The retailer perspective will be represented by Stew Leonard Jr. of Stew Leonard’s and Shawn Baldwin of Sam’s Club. Supermarket News Editor David Orgel will moderate, and consumer expert Todd Hale will also sit in following his independent remarks preceding the panel.

“We are very excited to have key representatives from the baking industry’s customer base joining us to explore how consumers are making purchasing decisions with regard to baked goods,” said ABA President & CEO Robb MacKie. “It’s clear that consumers are responding to the current economic climate with a variety of strategies. This panel, complemented by our sessions on consumer and marketing analysis, will give convention attendees current, relevant guidance to bring home to their companies.”

Shawn Baldwin joins the panel from Sam’s Club where he serves as senior vice president, fresh and freezer cooler, giving him responsibility for fresh merchandising, fresh operations, demos, and freezer-cooler merchandising for Sam’s Club U.S. and Puerto Rico. Since joining the company in 1990, he has held various roles in operations, merchandising, and club management.

Stew Leonard Jr. is president and CEO of Stew Leonard’s, a family-owned retailer operating multiple facilities across the Northeast with annual sales of $400 million. Known for its unique atmosphere which includes in-store entertainment and costumed characters, Stew Leonard’s holds a record in Guinness Records for greatest sales per unit area of a single food store in the United States.

“What I hope our members will take away from the panel is keen insight into strategies commercial bakers can implement to partner with their retail customers in promoting higher growth of branded, private label and in-store bakery products – encompassing innovation, marketing and merchandising,” continued MacKie.

The 2012 ABA Convention, April 14-18, at the Fairmont Scottsdale Princess, promises to once again be the premier industry event of the year. The theme of “Baking Industry United” celebrates each individual’s integral role in the industry. The convention will bring together hundreds of leaders from America’s baking businesses and their suppliers for networking, idea exchange, and working sessions. Registration is open to both members and prospective members. More information may be found at www.americanbakers.org.

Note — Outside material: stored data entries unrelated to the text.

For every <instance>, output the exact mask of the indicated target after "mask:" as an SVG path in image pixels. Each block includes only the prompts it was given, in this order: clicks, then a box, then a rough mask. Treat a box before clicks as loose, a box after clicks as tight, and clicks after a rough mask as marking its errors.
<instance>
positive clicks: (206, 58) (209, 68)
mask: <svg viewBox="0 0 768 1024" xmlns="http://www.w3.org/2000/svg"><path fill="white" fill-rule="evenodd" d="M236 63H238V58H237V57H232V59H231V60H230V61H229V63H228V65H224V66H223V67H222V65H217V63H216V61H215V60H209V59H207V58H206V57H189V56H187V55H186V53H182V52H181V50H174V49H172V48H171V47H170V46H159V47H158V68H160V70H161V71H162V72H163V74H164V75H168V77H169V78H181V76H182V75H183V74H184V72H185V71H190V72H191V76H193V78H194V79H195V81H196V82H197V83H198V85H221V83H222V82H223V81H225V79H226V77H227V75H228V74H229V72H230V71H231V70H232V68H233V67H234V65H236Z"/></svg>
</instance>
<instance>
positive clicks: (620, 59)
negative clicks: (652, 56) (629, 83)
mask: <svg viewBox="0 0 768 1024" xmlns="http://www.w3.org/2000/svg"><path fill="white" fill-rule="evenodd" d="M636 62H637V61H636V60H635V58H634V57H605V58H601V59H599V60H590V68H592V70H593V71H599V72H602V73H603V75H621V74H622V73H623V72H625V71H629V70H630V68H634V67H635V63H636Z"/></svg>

About the American Bakers Association:

The American Bakers Association (ABA) is the Washington D.C.-based voice of the wholesale baking industry. Since 1897, ABA has represented the interests of bakers before the U.S. Congress, federal agencies, and international regulatory authorities. ABA advocates on behalf of more than 700 baking facilities and baking company suppliers. ABA members produce bread, rolls, crackers, bagels, sweet goods, tortillas and many other wholesome, nutritious, baked products for America’s families. The baking industry generates more than $102 billion in economic activity annually and employs more than 633,000 highly skilled people.